CULTURED: What do you do in your free time?
Bolsa: I make art, and that's my free time.
CULTURED: How do you calm down?
Bolsa: Creating art is very calming.
CULTURED: What makes you excited?
Bolsa: I don't get to experience such states very often. I like the feeling when I've come up with something really cool, and I manage to do it as I intended. I have a lot of work that I don't even want to post anywhere.
CULTURED: Do you have an example?
Bolsa: I did a project about the interaction between Chervonohrad and Poland. In Chervonohrad, the main two options are to work in a mine or go to Poland to work. My mom goes to Poland, and she always brings back some sweets that are just, wow. I decided to make an alternate reality that when a Pole comes to work in Ukraine, he could also buy a souvenir and bring it to his relatives in Poland so that they could also rejoice at the coolness of Ukraine. I created three figurines: a black miner, a white miner, and a transparent miner. This is a symbol of the disappearance of the miners’ identities because the mining industry is no longer in the same condition as it used to be. The miner identity is disappearing because everyone wants to go to Poland or somewhere else rather than work hard in a mine.
CULTURED: What inspires you?
Bolsa: Inspiration is a made-up term, like muse, because you can't work only when you have some kind of inspiration.

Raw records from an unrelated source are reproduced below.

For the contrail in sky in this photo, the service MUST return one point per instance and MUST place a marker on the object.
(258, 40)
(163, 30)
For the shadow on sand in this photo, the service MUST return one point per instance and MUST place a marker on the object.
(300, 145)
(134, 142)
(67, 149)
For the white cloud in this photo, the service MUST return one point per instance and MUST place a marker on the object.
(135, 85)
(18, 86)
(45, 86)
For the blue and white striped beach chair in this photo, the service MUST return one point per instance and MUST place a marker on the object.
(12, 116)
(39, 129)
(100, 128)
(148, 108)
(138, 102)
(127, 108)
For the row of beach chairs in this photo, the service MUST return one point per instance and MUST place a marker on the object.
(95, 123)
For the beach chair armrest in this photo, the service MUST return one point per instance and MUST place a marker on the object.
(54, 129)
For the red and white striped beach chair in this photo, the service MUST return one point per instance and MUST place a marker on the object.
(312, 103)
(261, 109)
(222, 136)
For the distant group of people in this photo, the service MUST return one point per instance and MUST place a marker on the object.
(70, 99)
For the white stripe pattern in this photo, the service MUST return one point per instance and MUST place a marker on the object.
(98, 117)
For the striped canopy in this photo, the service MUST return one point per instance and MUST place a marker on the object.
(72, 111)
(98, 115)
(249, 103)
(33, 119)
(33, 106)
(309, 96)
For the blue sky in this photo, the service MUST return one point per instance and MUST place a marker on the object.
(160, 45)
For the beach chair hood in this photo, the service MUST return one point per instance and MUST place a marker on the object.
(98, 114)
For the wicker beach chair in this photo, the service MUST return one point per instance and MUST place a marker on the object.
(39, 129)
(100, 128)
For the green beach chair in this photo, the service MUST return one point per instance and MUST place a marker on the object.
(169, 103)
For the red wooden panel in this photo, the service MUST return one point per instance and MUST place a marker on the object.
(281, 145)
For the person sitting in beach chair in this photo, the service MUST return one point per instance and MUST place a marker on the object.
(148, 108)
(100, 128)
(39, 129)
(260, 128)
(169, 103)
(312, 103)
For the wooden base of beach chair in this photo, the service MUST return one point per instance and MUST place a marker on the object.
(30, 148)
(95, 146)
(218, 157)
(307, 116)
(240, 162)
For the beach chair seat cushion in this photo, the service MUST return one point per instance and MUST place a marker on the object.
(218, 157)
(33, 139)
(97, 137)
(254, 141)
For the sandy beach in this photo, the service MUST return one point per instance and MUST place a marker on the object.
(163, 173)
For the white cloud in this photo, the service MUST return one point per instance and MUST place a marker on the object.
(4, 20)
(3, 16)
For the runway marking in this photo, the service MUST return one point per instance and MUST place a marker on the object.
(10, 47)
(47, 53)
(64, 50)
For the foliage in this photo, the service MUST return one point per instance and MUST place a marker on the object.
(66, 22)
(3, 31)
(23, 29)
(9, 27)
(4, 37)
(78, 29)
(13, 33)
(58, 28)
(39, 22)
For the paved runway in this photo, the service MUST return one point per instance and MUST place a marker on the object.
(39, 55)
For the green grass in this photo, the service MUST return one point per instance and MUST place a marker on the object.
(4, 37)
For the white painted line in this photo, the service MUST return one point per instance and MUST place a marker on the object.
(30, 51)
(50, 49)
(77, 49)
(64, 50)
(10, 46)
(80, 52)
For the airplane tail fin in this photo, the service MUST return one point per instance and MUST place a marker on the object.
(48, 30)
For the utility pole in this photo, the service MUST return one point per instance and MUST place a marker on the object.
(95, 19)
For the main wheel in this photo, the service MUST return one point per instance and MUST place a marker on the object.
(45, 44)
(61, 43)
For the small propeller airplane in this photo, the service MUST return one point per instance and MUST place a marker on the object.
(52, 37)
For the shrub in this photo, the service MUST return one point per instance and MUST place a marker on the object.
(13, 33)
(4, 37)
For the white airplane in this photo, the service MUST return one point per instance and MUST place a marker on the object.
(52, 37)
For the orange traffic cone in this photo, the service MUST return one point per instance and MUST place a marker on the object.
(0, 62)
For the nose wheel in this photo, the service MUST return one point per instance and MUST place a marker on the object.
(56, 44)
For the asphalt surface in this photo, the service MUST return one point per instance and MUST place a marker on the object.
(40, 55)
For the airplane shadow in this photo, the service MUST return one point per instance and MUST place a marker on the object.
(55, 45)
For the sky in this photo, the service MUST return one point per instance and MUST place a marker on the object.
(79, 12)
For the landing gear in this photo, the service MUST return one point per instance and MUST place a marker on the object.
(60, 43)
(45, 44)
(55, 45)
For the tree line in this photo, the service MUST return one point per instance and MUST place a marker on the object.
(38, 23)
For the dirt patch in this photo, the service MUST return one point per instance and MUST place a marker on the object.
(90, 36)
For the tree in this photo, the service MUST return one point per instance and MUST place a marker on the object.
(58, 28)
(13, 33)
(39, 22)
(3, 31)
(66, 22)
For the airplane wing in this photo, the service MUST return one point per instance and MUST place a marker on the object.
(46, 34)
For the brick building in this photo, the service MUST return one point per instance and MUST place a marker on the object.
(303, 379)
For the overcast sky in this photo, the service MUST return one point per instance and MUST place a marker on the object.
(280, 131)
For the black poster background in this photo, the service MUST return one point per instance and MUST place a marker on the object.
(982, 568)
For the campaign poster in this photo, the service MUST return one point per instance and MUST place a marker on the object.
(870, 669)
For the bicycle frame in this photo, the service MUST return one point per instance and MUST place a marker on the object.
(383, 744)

I believe more in constant clear work with myself, with the material, with the environment, and I will always have something that comes from this inspiration, from the desire to work.
CULTURED: Tell us what you would like people to know about life in Kyiv now.
Bolsa: Even though Ukraine is in a terrible period of its history, our people are strong and continue to live, fight, and try to build a new way of life or exist in the old way as if nothing is happening. This helps us to cope with the war. We all need help, but our people are strong and we don't despair.